# Buildings at hardware store



## ohioriverrailway (Jan 2, 2008)

Anybody want to guess what scale these might be?


http://doitbest.com/Main.aspx?Pagei...2&Ne=2


----------



## dltrains (Jan 2, 2008)

Don't they also have an H-O train that goes with them? seems the buildings are to small for G, but some of the figures fit right in, although even there you have to check as some scle to 1/29th and others scale to1/25th, or 1/32nd roughly.


----------



## Ralph Berg (Jun 2, 2009)

I have some Lemax figures and benches.
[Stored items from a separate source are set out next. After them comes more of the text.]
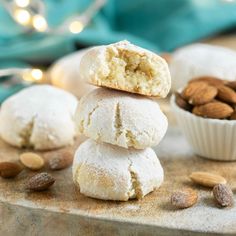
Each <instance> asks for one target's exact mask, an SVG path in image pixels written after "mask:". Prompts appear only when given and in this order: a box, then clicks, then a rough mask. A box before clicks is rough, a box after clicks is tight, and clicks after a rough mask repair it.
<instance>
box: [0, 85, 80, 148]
mask: <svg viewBox="0 0 236 236" xmlns="http://www.w3.org/2000/svg"><path fill="white" fill-rule="evenodd" d="M76 106H77V99H76V98H75V97H74V96H73V95H71V94H69V93H67V92H65V91H63V90H61V89H57V88H55V87H52V86H49V85H35V86H31V87H29V88H26V89H23V90H22V91H20V92H18V93H17V94H15V95H13V96H11V97H9V98H8V99H7V100H5V101H4V102H3V104H2V107H1V111H0V135H1V137H2V139H3V140H4V141H6V142H7V143H9V144H11V145H13V146H17V147H26V148H34V149H37V150H45V149H53V148H58V147H62V146H65V145H69V144H72V143H73V140H74V137H75V135H76V131H75V124H74V117H73V114H74V112H75V109H76Z"/></svg>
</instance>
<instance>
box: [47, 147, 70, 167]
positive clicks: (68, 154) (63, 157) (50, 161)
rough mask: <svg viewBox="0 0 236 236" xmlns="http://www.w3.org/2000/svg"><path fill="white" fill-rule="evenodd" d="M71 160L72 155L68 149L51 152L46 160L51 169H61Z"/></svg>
mask: <svg viewBox="0 0 236 236" xmlns="http://www.w3.org/2000/svg"><path fill="white" fill-rule="evenodd" d="M72 162H73V156H72V154H71V153H70V152H69V151H60V152H55V153H53V154H51V156H50V159H49V161H48V164H49V168H50V169H51V170H62V169H65V168H67V167H69V166H70V165H71V164H72Z"/></svg>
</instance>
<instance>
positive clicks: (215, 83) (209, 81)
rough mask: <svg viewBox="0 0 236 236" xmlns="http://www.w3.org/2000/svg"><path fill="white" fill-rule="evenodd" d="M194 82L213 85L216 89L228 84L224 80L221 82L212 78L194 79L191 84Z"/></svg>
mask: <svg viewBox="0 0 236 236" xmlns="http://www.w3.org/2000/svg"><path fill="white" fill-rule="evenodd" d="M194 82H205V83H207V84H208V85H212V86H215V87H219V86H222V85H224V84H225V83H226V82H225V81H224V80H221V79H219V78H216V77H212V76H201V77H198V78H194V79H192V80H190V81H189V83H194Z"/></svg>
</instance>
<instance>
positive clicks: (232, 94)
mask: <svg viewBox="0 0 236 236" xmlns="http://www.w3.org/2000/svg"><path fill="white" fill-rule="evenodd" d="M217 97H218V98H219V99H220V100H221V101H224V102H229V103H236V92H235V91H234V90H233V89H231V88H229V87H227V86H220V87H218V94H217Z"/></svg>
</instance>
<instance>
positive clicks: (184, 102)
mask: <svg viewBox="0 0 236 236" xmlns="http://www.w3.org/2000/svg"><path fill="white" fill-rule="evenodd" d="M175 102H176V104H177V105H178V106H179V107H180V108H182V109H184V110H186V111H190V110H191V108H192V106H191V105H190V104H189V103H188V102H186V101H185V100H184V99H183V98H182V96H181V95H180V94H179V93H175Z"/></svg>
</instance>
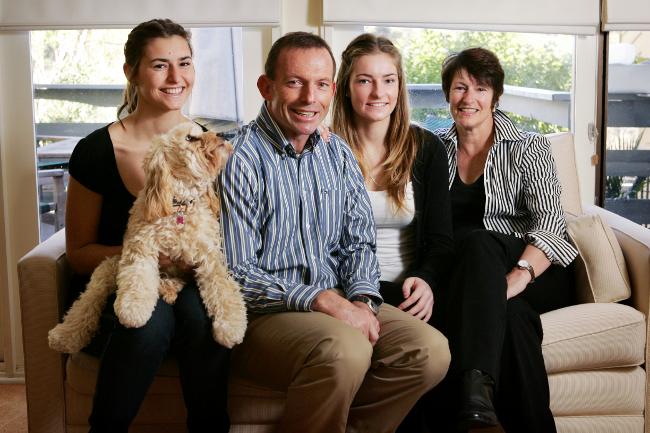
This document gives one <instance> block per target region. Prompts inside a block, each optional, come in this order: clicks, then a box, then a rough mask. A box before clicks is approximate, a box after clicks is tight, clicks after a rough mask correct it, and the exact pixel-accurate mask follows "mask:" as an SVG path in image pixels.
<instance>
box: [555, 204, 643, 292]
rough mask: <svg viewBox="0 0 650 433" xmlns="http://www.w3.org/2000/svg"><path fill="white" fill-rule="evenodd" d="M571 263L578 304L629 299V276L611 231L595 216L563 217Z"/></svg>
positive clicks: (617, 244) (569, 216) (629, 280)
mask: <svg viewBox="0 0 650 433" xmlns="http://www.w3.org/2000/svg"><path fill="white" fill-rule="evenodd" d="M567 232H568V233H569V237H570V238H571V241H572V243H573V245H574V246H575V247H576V249H577V250H578V253H579V256H578V257H577V258H576V261H575V269H576V274H575V275H576V298H577V300H578V302H618V301H622V300H624V299H627V298H629V297H630V295H631V293H632V290H631V288H630V277H629V276H628V273H627V267H626V265H625V258H624V257H623V251H622V250H621V247H620V245H619V244H618V240H617V239H616V236H615V235H614V232H613V231H612V229H611V228H609V226H608V225H607V223H606V222H605V221H603V220H602V219H601V218H600V216H599V215H581V216H579V217H572V216H569V217H567Z"/></svg>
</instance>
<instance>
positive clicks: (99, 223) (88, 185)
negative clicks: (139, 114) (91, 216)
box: [69, 125, 135, 246]
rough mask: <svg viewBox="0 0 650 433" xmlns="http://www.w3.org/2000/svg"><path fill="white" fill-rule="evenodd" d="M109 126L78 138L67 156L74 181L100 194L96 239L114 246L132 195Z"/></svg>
mask: <svg viewBox="0 0 650 433" xmlns="http://www.w3.org/2000/svg"><path fill="white" fill-rule="evenodd" d="M108 126H109V125H106V126H104V127H103V128H100V129H98V130H96V131H93V132H92V133H90V135H88V136H87V137H85V138H83V139H81V140H80V141H79V143H78V144H77V146H76V147H75V148H74V151H73V152H72V156H71V157H70V165H69V171H70V176H72V177H73V178H74V179H75V180H76V181H77V182H79V183H80V184H82V185H83V186H85V187H86V188H88V189H90V190H91V191H94V192H96V193H98V194H100V195H101V196H102V210H101V214H100V218H99V226H98V227H97V243H99V244H103V245H109V246H115V245H122V238H123V237H124V232H125V231H126V223H127V222H128V219H129V210H130V209H131V207H132V206H133V202H134V201H135V197H134V196H133V195H131V193H130V192H129V191H128V190H127V189H126V186H124V182H122V178H121V177H120V173H119V171H118V170H117V161H116V160H115V152H114V150H113V142H112V141H111V137H110V135H109V133H108ZM82 205H83V204H82Z"/></svg>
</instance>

I would say they are 1/32.
To use the benches for 1/24 scale figures, I had to raise them and a 3 person bench became a 2 person bench.
Ralph


----------



## Jerry Barnes (Jan 2, 2008)

I've used the figures, which are about 1/32nd as Ralph said. I think the buildings may be smaller, about O gauge.


----------



## neals645 (Apr 7, 2008)

"Jerry's hamburgers" is described as being "approximately 10" tall". In 1/32 scale that would be 320" or 26' 8".


----------



## Torby (Jan 2, 2008)

An easy way to judge building scales is to measure a door. A regular door is 7ft tall. In 1/32, that would be just over 2 1/2 inches. With a ruler, you can easily decide if it's "about right" close enough for your taste.


----------



## Terl (Jan 2, 2008)

The people are about 1-32 and the buildings are about 1/4" scale (1-48). 

Terl


----------